Planning for resilience: how Australia's cities can respond to the fuel crisis

When conflict escalated in the Middle East in February and threatened flows through the Strait of Hormuz, a vulnerability that energy analysts had flagged for years became impossible to ignore. IEEFA described it as the largest supply disruption in the history of the global oil market. Tanker shipments were cancelled. More than 107 fuel stations across NSW ran out of diesel in March. The federal government released emergency reserves, relaxed fuel standards, and appointed a national coordinator. These are the right short-term responses. But they do not touch the underlying condition that makes Australians so exposed every time global supply tightens.
According to OilPrice.com, Australia imports around 90% of its liquid fuel and holds just 37 days of petrol and 30 days of diesel in reserve, well below the IEA’s recommended 90-day minimum. The transport sector alone accounts for roughly 75% of total national fuel demand. That figure is why this is a planning conversation as much as an energy one. The conditions that make Australians so dependent on fuel are shaped almost entirely by decisions made at state and local planning level: where they live, how far they travel, whether any alternative to driving exists.
A car dependency built by planning
Australia's car dependency is often attributed to geography, but research from the University of Melbourne points more directly at planning. After decades of sprawling, residential-only development on urban fringes, more than 72% of Australians now rely on private vehicles for daily trips. Families in greenfield estates have no realistic alternative to driving. When fuel prices spike, they absorb it entirely. RMIT's Professor Jago Dodson has noted that most trips within Australian cities are under five kilometres. These are distances that are walkable or cyclable, if the urban environment was ever built to allow it. For most outer-suburban residents, it simply was not.
The trend is also moving in the wrong direction. In January 2025, SUVs and light commercial vehicles made up 83% of new car sales in Australia. These are heavier, less fuel-efficient vehicles predominantly used for urban driving. As SBS News reported, experts now describe the crisis as a wake-up call for Australia to rethink how it uses and structurally demands fuel. The planning environment that normalises car use for every trip quietly enables that demand. The current crisis makes the cost of that explicit.
What planning can change
Density and mixed use are the most direct levers available to the planning system. When development is approved close to services such as schools, retail, medical and employment, trip lengths shorten and public transport investment becomes viable. At the state level, the policy direction is largely right. NSW's Transport Oriented Development program rezones land within walking distance of rail stations for medium-to-high density mixed use, directly targeting the sprawl pattern that underpins vehicle dependency.

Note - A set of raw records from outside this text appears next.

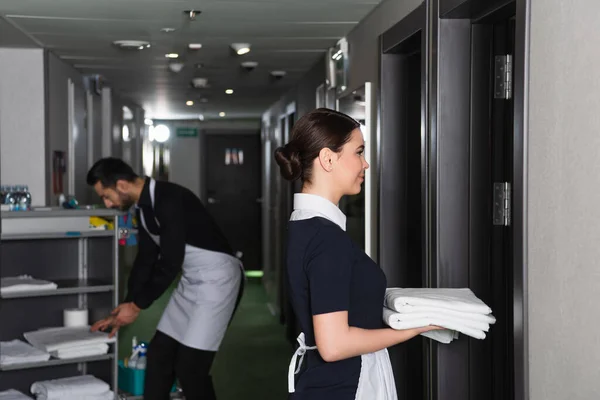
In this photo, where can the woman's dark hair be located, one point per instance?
(316, 130)
(110, 170)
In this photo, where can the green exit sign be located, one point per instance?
(187, 132)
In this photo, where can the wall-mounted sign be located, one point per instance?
(186, 132)
(234, 157)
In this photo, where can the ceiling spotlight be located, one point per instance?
(192, 14)
(249, 65)
(132, 44)
(176, 66)
(199, 82)
(241, 48)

Victoria's Plan Melbourne and Queensland's ShapingSEQ carry similar intent around activity centres and 20-minute neighbourhoods.
The gap is local implementation. Councils regularly apply their own planning schemes in ways that work against state-level intent, capping density well below what TOD precincts are designed to support, or preserving single-use residential on sites within walking distance of major train stations. Well-located infill opportunities remain underdeveloped, and growth pressure continues to push outward rather than consolidating where infrastructure already exists.

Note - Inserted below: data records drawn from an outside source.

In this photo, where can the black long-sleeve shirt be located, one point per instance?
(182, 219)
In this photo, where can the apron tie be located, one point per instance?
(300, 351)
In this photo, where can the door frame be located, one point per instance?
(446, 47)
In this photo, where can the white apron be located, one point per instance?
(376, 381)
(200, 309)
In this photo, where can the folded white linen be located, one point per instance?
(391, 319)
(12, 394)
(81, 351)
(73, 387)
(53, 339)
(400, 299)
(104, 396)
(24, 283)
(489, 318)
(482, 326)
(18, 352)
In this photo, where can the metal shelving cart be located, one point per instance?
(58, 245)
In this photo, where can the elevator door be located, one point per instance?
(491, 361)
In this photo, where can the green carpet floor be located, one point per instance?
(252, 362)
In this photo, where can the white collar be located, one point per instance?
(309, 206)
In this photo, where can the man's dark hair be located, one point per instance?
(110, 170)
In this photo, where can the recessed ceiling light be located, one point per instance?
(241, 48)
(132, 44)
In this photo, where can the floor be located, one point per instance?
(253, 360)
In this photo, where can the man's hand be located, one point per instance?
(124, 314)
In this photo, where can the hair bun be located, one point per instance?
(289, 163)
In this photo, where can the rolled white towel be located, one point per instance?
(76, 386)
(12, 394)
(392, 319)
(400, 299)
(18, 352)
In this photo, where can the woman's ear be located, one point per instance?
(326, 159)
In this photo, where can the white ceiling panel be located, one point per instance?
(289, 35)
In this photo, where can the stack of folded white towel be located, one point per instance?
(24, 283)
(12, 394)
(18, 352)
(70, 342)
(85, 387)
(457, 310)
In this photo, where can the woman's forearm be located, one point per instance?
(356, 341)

Industrial and logistics land is the other issue this crisis brings into focus. As the CPD Centre has documented, Australia's supply chains are already under acute pressure from the fuel shock, and freight operations that have been pushed further from ports and rail corridors are bearing disproportionate cost. Australia has a pattern of rezoning strategically located employment and freight land to residential uses. The short-term land value argument is easy to make. What gets less scrutiny is the supply chain consequence: more truck kilometres, more diesel consumed, and less buffer when global supply tightens.
What this means for projects in the system now
At Planna, we are already seeing transport carry more weight in planning assessments, covering not just parking and traffic generation but trip length, mode share, and how a project sits relative to existing services and transit. That shift was underway before the crisis. The current climate is sharpening it and giving it concrete economic grounding.

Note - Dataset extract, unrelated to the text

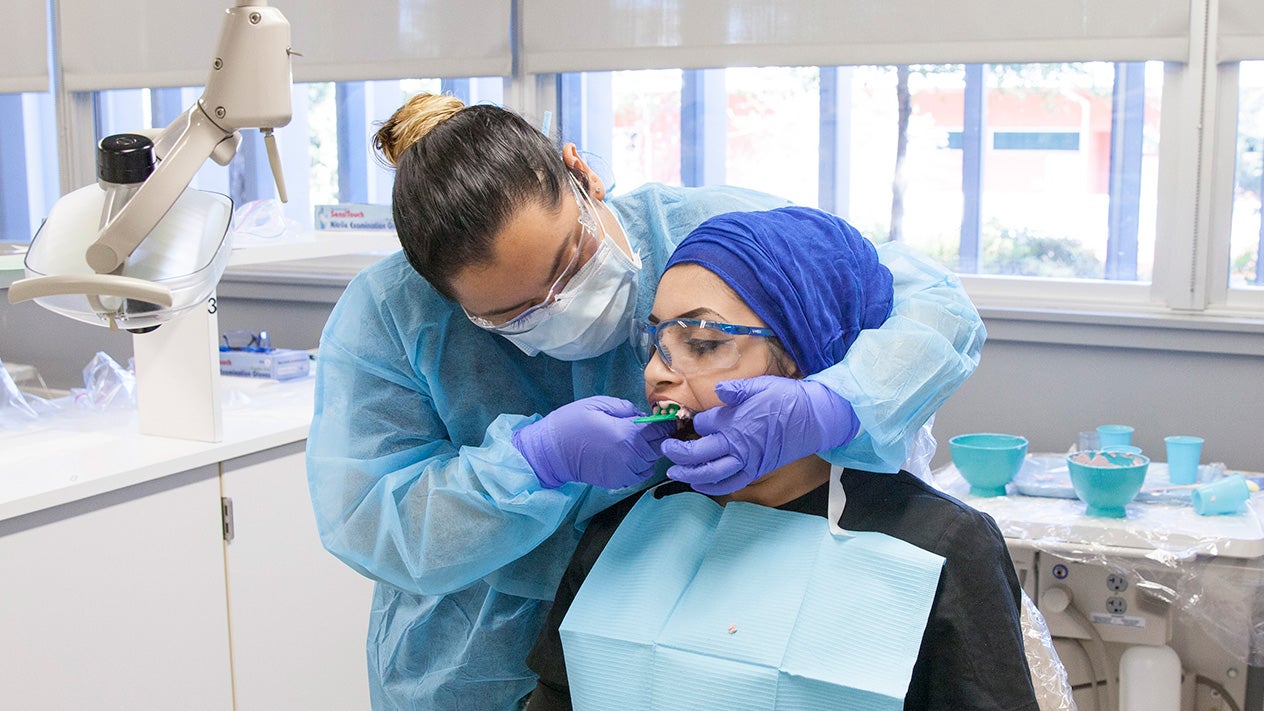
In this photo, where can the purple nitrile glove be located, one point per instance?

For residential projects, walkability and transit access are becoming genuine merit arguments rather than marketing language. State policy across most jurisdictions explicitly supports transit-oriented development. Applicants who can demonstrate, with real evidence about proximity, connectivity, and mode options, how their project reduces vehicle dependency are in a stronger position before decision-makers than they were twelve months ago.
For industrial and mixed-use projects near freight corridors, the case for protecting or activating those locations has also strengthened. Planning authorities now have a concrete economic reason to take strategic freight land seriously. That is worth factoring into how those applications are framed.
The longer view
Planning will not resolve a global supply disruption. But it can, over time, reduce how exposed Australian communities are to the next one. As IEEFA observed in March 2026, despite repeated warnings, governments on both sides have failed to address Australia's structural vulnerability. Planning reform is not a substitute for energy policy or reserve stockpiling, but the decisions being made in planning committees, at panel hearings, and in strategy documents right now are either building or foreclosing long-term resilience.
The 2026 crisis, as The Times of Australia noted, is not just a temporary disruption. It is the result of long-term structural decisions. The planning system is part of those decisions. The argument for denser, better-connected urban form has never been easier to make. For planners, applicants, and decision-makers working through the system right now, that context is worth using.